June 3 @ 4:00 pm 5:00 pm

Stefan Mihalas, Ph.D.
Investigator
Allen Institute for Brain Science

Computing with complex components: How heterogeneous, nonstationary and noisy neurons and synapses contribute to the brain’s computational power

While artificial neural networks have taken inspiration from biological ones, one salient difference exists at the level of components. Artificial networks are generally built with homogeneous, stationary and deterministic neurons and synapses. Biological networks are composed of a myriad of cell types, with neurons and synapses having heterogeneous transfer functions, which are non-stationary in time and highly stochastic. It seems difficult to imagine how such messy components can be used to compute.

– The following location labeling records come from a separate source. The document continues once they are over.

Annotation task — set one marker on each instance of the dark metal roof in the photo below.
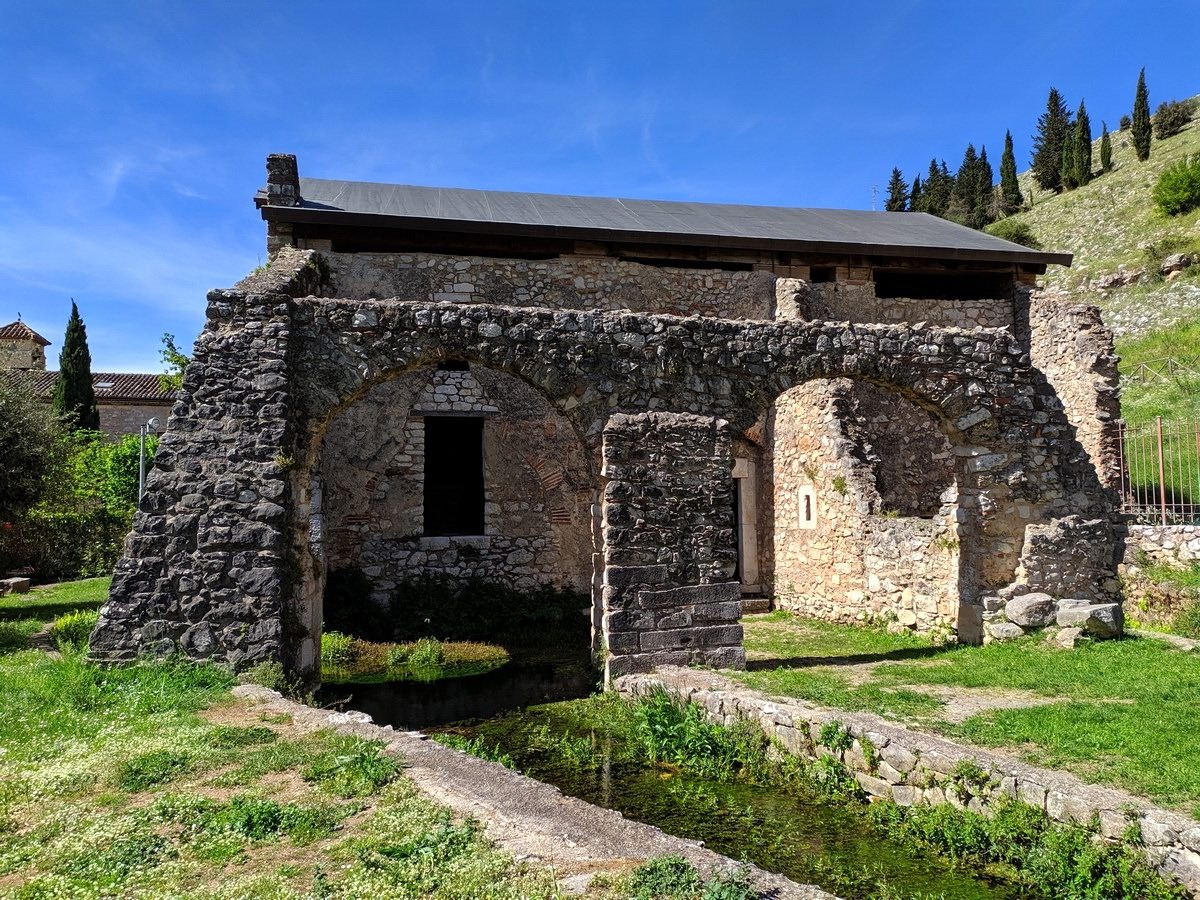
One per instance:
(708, 225)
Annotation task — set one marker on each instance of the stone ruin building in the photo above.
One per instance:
(683, 409)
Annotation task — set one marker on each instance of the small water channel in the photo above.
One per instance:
(786, 831)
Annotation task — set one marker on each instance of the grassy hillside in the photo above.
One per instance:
(1111, 223)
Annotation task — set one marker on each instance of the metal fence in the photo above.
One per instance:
(1161, 471)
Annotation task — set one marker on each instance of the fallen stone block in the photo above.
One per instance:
(1031, 610)
(1097, 619)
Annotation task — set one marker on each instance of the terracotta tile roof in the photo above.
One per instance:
(21, 331)
(109, 385)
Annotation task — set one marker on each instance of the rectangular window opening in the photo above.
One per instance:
(454, 475)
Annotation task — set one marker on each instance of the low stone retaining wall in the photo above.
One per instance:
(909, 768)
(1176, 545)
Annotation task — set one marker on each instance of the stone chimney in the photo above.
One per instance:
(282, 180)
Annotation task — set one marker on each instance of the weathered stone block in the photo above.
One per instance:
(1031, 610)
(1097, 619)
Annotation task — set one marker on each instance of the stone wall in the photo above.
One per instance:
(564, 283)
(538, 487)
(855, 561)
(1073, 347)
(669, 544)
(1173, 545)
(858, 303)
(911, 768)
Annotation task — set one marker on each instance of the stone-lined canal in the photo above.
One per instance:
(787, 828)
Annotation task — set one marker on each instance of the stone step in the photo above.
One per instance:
(755, 604)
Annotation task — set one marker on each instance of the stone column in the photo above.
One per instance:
(669, 544)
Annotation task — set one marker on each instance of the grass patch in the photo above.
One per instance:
(55, 599)
(1126, 707)
(72, 733)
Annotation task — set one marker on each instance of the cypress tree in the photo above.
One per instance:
(1140, 126)
(984, 183)
(1067, 165)
(916, 198)
(75, 399)
(1009, 189)
(1054, 127)
(898, 193)
(1083, 151)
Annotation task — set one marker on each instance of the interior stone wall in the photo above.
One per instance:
(562, 283)
(537, 483)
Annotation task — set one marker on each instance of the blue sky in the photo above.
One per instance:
(133, 135)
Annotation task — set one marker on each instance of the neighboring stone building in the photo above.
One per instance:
(126, 400)
(670, 405)
(21, 347)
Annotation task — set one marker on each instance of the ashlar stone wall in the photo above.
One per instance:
(564, 283)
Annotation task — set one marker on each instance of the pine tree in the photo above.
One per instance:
(898, 193)
(1009, 190)
(1140, 127)
(1054, 127)
(75, 399)
(1083, 150)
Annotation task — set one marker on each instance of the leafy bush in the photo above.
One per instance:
(352, 767)
(666, 876)
(73, 629)
(1063, 862)
(1015, 231)
(1177, 189)
(1173, 117)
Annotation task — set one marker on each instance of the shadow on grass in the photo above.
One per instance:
(853, 659)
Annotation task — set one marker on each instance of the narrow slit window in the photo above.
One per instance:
(454, 475)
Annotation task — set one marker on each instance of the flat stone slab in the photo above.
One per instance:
(531, 820)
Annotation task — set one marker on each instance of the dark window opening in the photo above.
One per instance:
(942, 286)
(454, 475)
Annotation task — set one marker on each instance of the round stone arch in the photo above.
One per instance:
(360, 487)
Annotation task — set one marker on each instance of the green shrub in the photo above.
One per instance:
(1177, 189)
(352, 767)
(336, 649)
(1015, 231)
(1173, 117)
(666, 876)
(426, 654)
(149, 769)
(73, 629)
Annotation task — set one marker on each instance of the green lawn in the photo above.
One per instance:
(55, 599)
(1126, 713)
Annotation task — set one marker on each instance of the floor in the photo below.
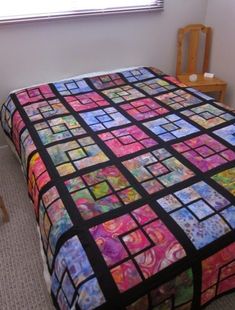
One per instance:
(22, 284)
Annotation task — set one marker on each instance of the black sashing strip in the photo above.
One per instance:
(153, 136)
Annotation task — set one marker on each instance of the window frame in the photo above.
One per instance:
(159, 6)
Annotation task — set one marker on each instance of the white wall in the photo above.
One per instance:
(221, 17)
(35, 52)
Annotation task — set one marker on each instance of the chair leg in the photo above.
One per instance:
(4, 211)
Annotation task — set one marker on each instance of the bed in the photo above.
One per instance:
(132, 179)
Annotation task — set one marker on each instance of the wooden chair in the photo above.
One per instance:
(4, 211)
(194, 34)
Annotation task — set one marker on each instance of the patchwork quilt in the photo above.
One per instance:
(132, 178)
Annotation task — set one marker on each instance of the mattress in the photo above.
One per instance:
(132, 178)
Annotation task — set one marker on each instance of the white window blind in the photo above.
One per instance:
(16, 10)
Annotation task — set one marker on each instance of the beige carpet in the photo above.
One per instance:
(21, 273)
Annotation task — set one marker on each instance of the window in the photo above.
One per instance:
(16, 10)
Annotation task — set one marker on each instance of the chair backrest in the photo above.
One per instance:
(194, 33)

In this talk I will show that each of these properties can be used to benefit the computations:
1. The heterogeneity can allow a network to better approximate a function with fewer units.
2. The non-stationarity of transfer functions for either neurons or synapses can be used as a form of long-short term memory. Such networks compute in a very distinct manner than RNNs. I will show that for a wide variety of cognitive tasks, artificial neural networks with complex, nonstationary synapses significantly outperform parameter-matched RNN and GRU networks, reaching similar performance with 10 times less parameters. More importantly for neuroscience, networks with nonstationary components which are trained on similar tasks to mice end up with similar patterns of neuronal activity and they end up making similar mistakes when surprised by unexpected stimuli.
3. Another surprise of biological neural networks is the high level of variability. I will show that while each individual neuron in the brain is highly variable, when observed at a population level, the noise spans a low dimensional manifold. Based on electrophysiological recordings in the mouse visual cortex, I will show that this manifold is aligned in the directions of smooth transforms in the environment, directions which are useful to build an invariance over. Thus the variability can be useful to mark directions useful for generalization when doing 1 or few shot learning. I will show how the geometry of variability changes with familiarity, vigilance and selective attention in recordings from mice and humans doing behavioral tasks, and all these changes are consistent with the role of variability being to help generalization.

Taken together these results paint a picture in which the diverse, constantly changing and often stochastic characteristics of biological neurons and synapses, when properly combined, can help networks perform etologically relevant computations. I will end by describing how such complex components can be the fundamental building blocks for foundational models in systems neuroscience.